Red Sox outfielder Carl Yastrzemski – No. 61
Carl Yastrzemski spent his entire 23-year career with the Red Sox. He had the unenviable task of filling the shoes of the greatest hitter in franchise history but Yaz didn’t take long to build his own legacy in Boston.
The 18-time All-Star won three batting titles and seven Gold Gloves. Yastrzemski hit .285/.379/.462 for his career. His uncanny longevity with the same organization helped him reach the top in many categories in franchise history, including games played, plate appearances, runs scored and RBI. His 452 home runs are the third-most by a Red Sox player and 39th in MLB history.

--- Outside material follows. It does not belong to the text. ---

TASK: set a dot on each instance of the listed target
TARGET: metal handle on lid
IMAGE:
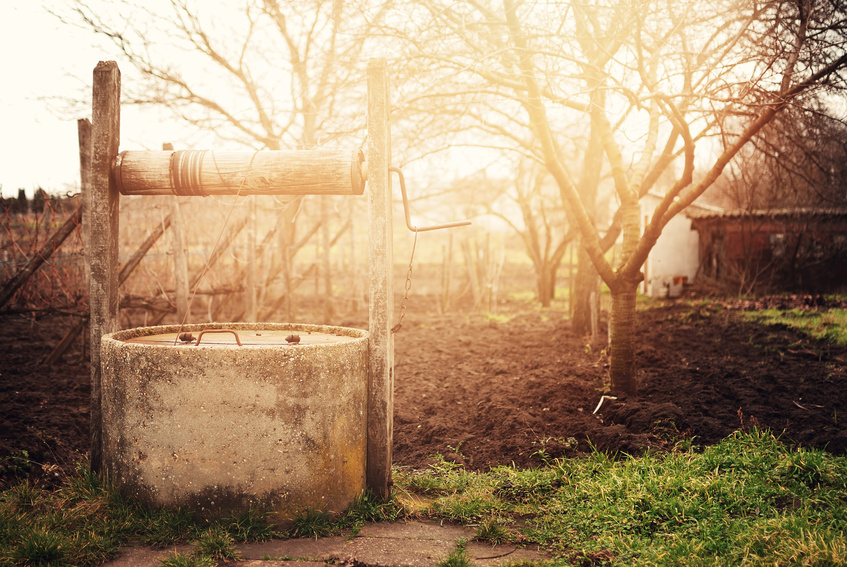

Yaz earned an MVP award in 1967 when he captured the Triple Crown by hitting .326 with 44 home runs and 121 RBI. It would be 45 years before anyone else repeated the rare Triple Crown accomplishment (Miguel Cabrera – 2012).
His career year led the Red Sox to the World Series where they fell to the St. Louis Cardinals in an epic seven-game battle. Yaz hit .400 with three homers in that series. While Boston ultimately fell short of ending their championship drought, that Impossible Dream season breathed baseball life back into the city of Boston.

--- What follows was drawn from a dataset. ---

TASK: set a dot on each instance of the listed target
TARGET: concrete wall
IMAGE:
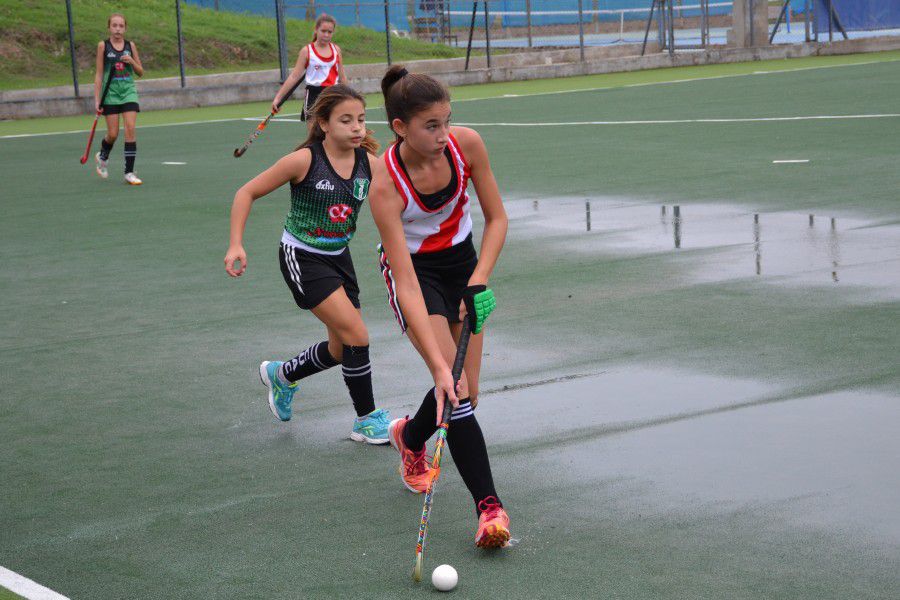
(232, 88)
(750, 24)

His run production might not jump off the page outside of a peak where he hit 40+ homers and drove in 100+ RBI three times in a four year span. What’s impressive about Yaz’s career is that much of it came during an era dominated by pitching. He won a batting title while leading the league in walks and on-base percentage during the infamous Year of the Pitcher in 1968.
Yastrzemski emerged during a period when the Red Sox were an afterthought in Boston. He became a beloved icon and helped save baseball in this city. He might not crack the top half of ESPN’s list but he’s near the top in the hearts of many Red Sox fans.